GTiff: Opened 480x528 overview.
GTiff: Opened 240x264 overview.
GDAL: GDALOpen(/home/aaime/devel/gisData/noaa/bluetopo/bluetopo_1027/bluetopo_tiles/BlueTopo/UTM17/BlueTopo_BF2HH2KB_20221125.tiff, this=0x7f8af0edbf40) succeeds as GTiff.
GTiff: GDAL_READDIR_LIMIT_ON_OPEN reached on /home/aaime/devel/gisData/noaa/bluetopo/bluetopo_1027/bluetopo_tiles/BlueTopo/UTM17
GTiff: ScanDirectories()
GTiff: Opened 1917x2109 overview.
GTiff: Opened 958x1054 overview.
GTiff: Opened 479x527 overview.
GTiff: Opened 239x263 overview.

So it's opening the "complete" files (expected), the 8m files for directories having them and also the original files as well. Ideally, I'd expect only the "complete" overview files to be opened, and fall on lower levels of the VRT pyramid only later.

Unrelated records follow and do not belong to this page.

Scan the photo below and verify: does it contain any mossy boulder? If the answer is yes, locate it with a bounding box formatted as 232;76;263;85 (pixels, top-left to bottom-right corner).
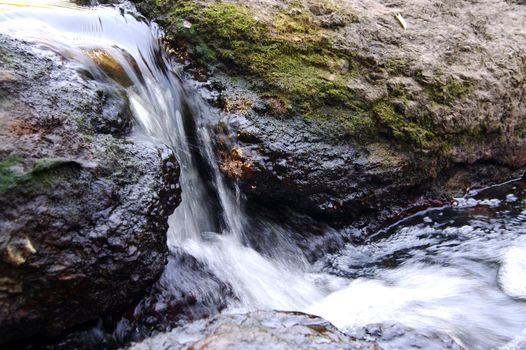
134;0;526;225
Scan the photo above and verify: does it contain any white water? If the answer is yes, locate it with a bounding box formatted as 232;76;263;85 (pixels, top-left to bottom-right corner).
1;2;526;349
499;245;526;301
309;263;526;349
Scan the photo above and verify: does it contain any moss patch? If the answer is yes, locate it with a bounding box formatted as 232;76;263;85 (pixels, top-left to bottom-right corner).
153;0;372;135
426;76;471;105
0;157;81;193
372;100;440;149
146;0;475;156
0;156;24;193
0;47;13;64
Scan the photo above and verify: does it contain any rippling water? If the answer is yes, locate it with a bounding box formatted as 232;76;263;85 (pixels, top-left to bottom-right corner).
310;181;526;349
1;2;526;349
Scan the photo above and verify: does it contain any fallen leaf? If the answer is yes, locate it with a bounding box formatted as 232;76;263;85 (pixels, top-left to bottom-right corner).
394;13;407;30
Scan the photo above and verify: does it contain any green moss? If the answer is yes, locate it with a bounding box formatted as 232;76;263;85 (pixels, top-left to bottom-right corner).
372;100;442;149
157;0;364;125
0;157;80;193
310;106;375;142
0;47;12;64
383;58;411;76
31;159;81;186
145;1;379;145
0;156;24;193
165;2;264;64
150;0;476;156
427;76;470;104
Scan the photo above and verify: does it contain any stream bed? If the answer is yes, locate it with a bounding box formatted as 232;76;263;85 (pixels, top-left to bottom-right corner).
1;1;525;349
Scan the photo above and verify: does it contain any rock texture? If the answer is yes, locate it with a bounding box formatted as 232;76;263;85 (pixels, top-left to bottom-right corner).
135;0;526;229
0;36;181;343
127;311;379;350
347;323;464;350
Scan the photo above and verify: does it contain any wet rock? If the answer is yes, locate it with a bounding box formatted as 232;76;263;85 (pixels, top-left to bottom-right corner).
347;323;464;350
124;248;235;337
127;311;380;350
15;249;234;350
218;110;431;228
135;0;526;231
0;35;181;343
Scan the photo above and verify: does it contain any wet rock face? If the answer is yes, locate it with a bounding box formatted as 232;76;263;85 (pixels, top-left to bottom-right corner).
128;312;464;350
127;311;379;350
213;0;525;226
0;36;181;343
122;249;235;339
136;0;526;228
219;111;436;228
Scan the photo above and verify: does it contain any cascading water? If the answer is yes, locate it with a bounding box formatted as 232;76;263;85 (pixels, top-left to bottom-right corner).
1;1;526;349
0;0;330;312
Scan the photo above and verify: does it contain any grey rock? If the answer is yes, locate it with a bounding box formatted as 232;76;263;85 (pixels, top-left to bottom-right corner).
127;311;380;350
205;0;526;229
347;323;464;350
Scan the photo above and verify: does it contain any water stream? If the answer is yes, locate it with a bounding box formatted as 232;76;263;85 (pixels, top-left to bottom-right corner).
1;2;526;349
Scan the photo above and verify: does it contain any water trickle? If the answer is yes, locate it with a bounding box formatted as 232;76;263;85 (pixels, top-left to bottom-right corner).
1;2;526;349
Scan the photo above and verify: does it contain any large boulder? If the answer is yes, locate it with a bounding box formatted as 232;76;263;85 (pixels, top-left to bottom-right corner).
0;36;181;343
135;0;526;229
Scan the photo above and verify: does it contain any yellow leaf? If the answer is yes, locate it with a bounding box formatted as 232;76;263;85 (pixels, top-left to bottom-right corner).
394;13;407;30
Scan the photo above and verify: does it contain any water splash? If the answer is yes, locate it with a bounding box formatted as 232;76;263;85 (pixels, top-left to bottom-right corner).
499;245;526;301
312;182;526;349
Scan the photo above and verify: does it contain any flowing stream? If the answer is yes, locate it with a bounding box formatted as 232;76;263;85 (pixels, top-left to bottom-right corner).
1;2;526;349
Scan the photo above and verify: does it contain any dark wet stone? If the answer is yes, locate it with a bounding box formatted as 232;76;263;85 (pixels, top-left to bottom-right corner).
214;105;449;232
126;248;235;337
0;35;181;343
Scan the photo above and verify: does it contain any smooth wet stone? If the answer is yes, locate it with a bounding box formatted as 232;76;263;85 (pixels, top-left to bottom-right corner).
347;323;464;350
127;311;381;350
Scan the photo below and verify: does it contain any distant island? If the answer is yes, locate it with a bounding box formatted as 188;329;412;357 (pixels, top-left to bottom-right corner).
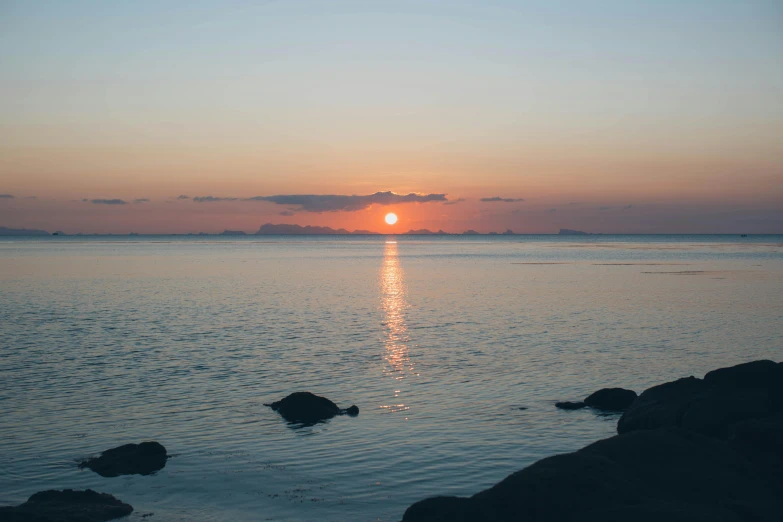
559;228;593;235
255;223;379;235
0;226;50;236
220;230;247;236
403;229;448;235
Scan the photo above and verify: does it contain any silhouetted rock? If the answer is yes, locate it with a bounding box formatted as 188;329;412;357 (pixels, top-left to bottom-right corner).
79;442;167;477
265;392;359;425
555;401;586;410
402;427;783;522
584;388;637;411
406;360;783;521
618;360;783;438
0;489;133;522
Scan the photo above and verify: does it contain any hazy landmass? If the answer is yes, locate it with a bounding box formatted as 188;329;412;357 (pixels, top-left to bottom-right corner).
255;223;379;235
403;229;448;235
0;226;50;236
220;230;247;236
559;228;592;235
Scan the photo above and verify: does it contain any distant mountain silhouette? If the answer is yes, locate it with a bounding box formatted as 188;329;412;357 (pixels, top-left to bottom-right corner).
559;228;591;235
220;230;247;235
255;223;379;235
502;229;515;235
462;229;480;235
0;226;50;236
404;229;448;235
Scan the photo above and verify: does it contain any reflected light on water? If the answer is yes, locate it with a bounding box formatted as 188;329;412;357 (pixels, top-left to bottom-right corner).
379;240;414;413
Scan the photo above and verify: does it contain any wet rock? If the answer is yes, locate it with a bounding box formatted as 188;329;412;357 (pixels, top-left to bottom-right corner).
402;428;783;522
583;388;637;411
0;489;133;522
618;360;783;437
79;441;167;477
555;401;586;410
265;392;359;424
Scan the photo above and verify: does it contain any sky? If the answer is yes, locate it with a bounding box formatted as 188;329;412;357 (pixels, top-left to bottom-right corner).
1;0;782;234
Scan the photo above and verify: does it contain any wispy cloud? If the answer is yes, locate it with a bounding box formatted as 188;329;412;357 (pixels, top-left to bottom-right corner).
0;194;14;199
133;198;150;204
246;191;447;212
89;199;127;205
443;198;466;206
481;197;525;203
279;210;296;216
193;196;238;202
25;196;37;200
548;208;557;213
176;195;190;200
622;204;634;210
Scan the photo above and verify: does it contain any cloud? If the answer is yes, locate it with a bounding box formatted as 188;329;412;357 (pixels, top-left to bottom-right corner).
599;206;612;211
481;197;525;203
176;195;190;200
90;199;127;205
279;210;296;216
133;198;150;203
0;194;14;199
622;204;634;210
443;198;466;206
548;208;557;213
247;191;447;212
25;196;37;200
193;196;238;202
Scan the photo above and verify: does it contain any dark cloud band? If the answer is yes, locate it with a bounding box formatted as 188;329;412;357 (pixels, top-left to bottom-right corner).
247;191;447;212
481;197;525;203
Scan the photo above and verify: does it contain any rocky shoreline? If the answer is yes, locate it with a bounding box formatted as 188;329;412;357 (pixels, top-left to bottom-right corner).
403;360;783;521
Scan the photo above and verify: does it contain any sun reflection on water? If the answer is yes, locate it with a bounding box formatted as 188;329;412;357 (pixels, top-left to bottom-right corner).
379;240;414;413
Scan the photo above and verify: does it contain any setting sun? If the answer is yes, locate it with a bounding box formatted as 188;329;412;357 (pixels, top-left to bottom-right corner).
385;213;398;225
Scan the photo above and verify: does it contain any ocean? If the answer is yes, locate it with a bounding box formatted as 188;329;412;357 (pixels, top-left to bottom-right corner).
1;235;782;521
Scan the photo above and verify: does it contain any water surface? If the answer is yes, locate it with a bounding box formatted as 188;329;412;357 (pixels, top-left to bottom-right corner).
1;235;782;521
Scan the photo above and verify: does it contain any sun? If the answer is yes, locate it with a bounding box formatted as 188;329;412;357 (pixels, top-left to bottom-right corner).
385;212;398;225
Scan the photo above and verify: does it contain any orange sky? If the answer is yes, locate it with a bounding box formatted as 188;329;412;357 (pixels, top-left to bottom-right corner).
1;1;782;233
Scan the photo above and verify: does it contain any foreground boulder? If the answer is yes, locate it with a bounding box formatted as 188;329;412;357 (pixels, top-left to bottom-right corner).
79;441;167;477
0;489;133;522
618;360;783;437
265;392;359;425
402;428;783;522
405;360;783;521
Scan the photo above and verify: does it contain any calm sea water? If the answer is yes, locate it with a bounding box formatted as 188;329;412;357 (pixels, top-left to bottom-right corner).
1;235;782;521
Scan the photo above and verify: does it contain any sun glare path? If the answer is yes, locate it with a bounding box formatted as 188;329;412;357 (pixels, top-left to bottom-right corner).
385;212;398;225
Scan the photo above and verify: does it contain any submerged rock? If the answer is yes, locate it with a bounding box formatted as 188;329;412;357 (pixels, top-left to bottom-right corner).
265;392;359;424
0;489;133;522
403;428;783;522
79;441;167;477
583;388;637;411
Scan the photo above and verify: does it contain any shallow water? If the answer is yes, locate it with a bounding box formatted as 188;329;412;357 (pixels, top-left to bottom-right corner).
1;235;782;521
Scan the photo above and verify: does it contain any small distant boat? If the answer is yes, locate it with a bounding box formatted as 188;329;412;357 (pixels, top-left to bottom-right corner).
741;234;747;237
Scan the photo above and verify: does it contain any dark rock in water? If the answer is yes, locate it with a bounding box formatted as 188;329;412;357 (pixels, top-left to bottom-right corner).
0;489;133;522
405;360;783;522
618;360;783;437
555;401;586;410
265;392;359;424
402;428;783;522
79;441;167;477
583;388;637;411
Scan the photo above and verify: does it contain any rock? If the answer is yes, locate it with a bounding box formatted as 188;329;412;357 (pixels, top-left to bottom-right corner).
555;401;586;410
0;489;133;522
265;392;359;424
618;360;783;437
79;441;167;477
402;428;783;522
583;388;637;411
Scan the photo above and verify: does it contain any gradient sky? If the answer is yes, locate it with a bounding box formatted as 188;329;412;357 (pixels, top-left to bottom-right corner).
1;0;782;233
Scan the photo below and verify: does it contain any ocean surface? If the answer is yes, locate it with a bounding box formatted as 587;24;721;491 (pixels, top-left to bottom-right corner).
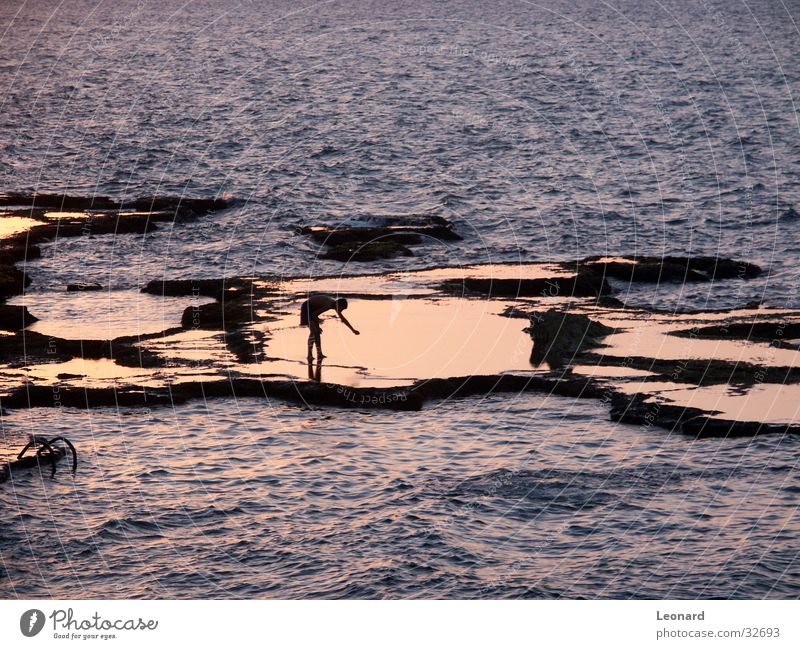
1;0;799;598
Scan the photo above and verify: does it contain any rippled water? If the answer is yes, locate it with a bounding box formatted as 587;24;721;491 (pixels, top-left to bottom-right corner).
2;395;799;598
2;0;800;598
3;0;800;305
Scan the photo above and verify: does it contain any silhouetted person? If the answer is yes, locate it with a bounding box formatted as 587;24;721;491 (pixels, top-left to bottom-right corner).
300;295;359;360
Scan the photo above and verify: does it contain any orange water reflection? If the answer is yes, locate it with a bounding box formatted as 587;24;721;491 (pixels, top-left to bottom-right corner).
241;297;535;386
0;215;42;239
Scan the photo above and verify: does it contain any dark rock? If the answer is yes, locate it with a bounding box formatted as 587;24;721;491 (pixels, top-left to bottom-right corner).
300;225;424;246
296;213;460;263
0;305;38;330
609;392;711;431
0;192;121;210
596;295;626;308
672;320;800;345
181;298;254;330
580;256;761;283
67;282;103;292
0;192;231;215
223;330;266;364
321;240;414;262
0;264;29;301
580;352;800;386
440;269;610;299
0;329;162;367
0;378;422;412
142;277;257;299
780;207;800;221
410;373;605;402
525;310;614;366
681;416;800;437
131;196;230;214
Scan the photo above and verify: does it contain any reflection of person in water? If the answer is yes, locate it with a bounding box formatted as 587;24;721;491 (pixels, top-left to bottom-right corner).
300;294;359;361
307;356;322;382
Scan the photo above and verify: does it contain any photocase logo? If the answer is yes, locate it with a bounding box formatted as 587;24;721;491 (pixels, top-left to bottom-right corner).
20;609;45;637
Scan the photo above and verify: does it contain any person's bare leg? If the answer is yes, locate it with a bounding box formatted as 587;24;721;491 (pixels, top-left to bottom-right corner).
307;329;315;360
314;328;325;358
308;320;325;361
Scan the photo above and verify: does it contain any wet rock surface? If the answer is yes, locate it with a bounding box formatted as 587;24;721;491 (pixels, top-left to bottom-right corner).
0;305;37;330
580;255;762;283
673;320;800;346
439;269;610;298
0;220;796;437
0;192;230;214
181;298;257;331
523;310;615;366
1;194;232;313
297;212;461;260
66;282;103;292
0;264;29;301
321;240;415;261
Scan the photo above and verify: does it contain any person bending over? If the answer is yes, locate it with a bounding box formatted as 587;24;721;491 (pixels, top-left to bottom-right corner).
300;294;359;360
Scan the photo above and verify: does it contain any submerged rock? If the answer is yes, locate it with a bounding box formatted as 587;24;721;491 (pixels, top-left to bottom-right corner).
321;240;414;261
67;282;103;292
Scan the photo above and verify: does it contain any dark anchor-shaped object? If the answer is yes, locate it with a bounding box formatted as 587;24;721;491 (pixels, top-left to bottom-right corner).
0;435;78;483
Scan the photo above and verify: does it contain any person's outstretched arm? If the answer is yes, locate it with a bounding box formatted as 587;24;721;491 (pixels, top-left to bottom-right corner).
338;312;360;335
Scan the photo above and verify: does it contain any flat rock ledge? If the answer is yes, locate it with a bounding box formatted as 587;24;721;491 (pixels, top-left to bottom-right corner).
440;269;611;298
1;193;232;303
579;255;761;283
610;393;800;438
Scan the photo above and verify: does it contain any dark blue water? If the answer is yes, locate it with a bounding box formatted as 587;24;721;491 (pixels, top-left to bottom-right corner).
1;0;799;598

This made me wonder about the structure of the overviews, and checking a few examples, I've come up with this table (follow the link for the google spreadsheet, worth double checking against errors and misinterpretations of mine):

image

It is just me, or the overviews could be computed in a different way, to ensure a better balance between data duplication, and the number of files that need to be opened, to satisfy a give request? Thinking out loud, perhaps this, or some variations of it (e.g., having two external overview levels in complete could also be useful):

image

I'm also wondering how the "OverviewList" attribute, present only in some VRT files, can play a role in reading efficiencies.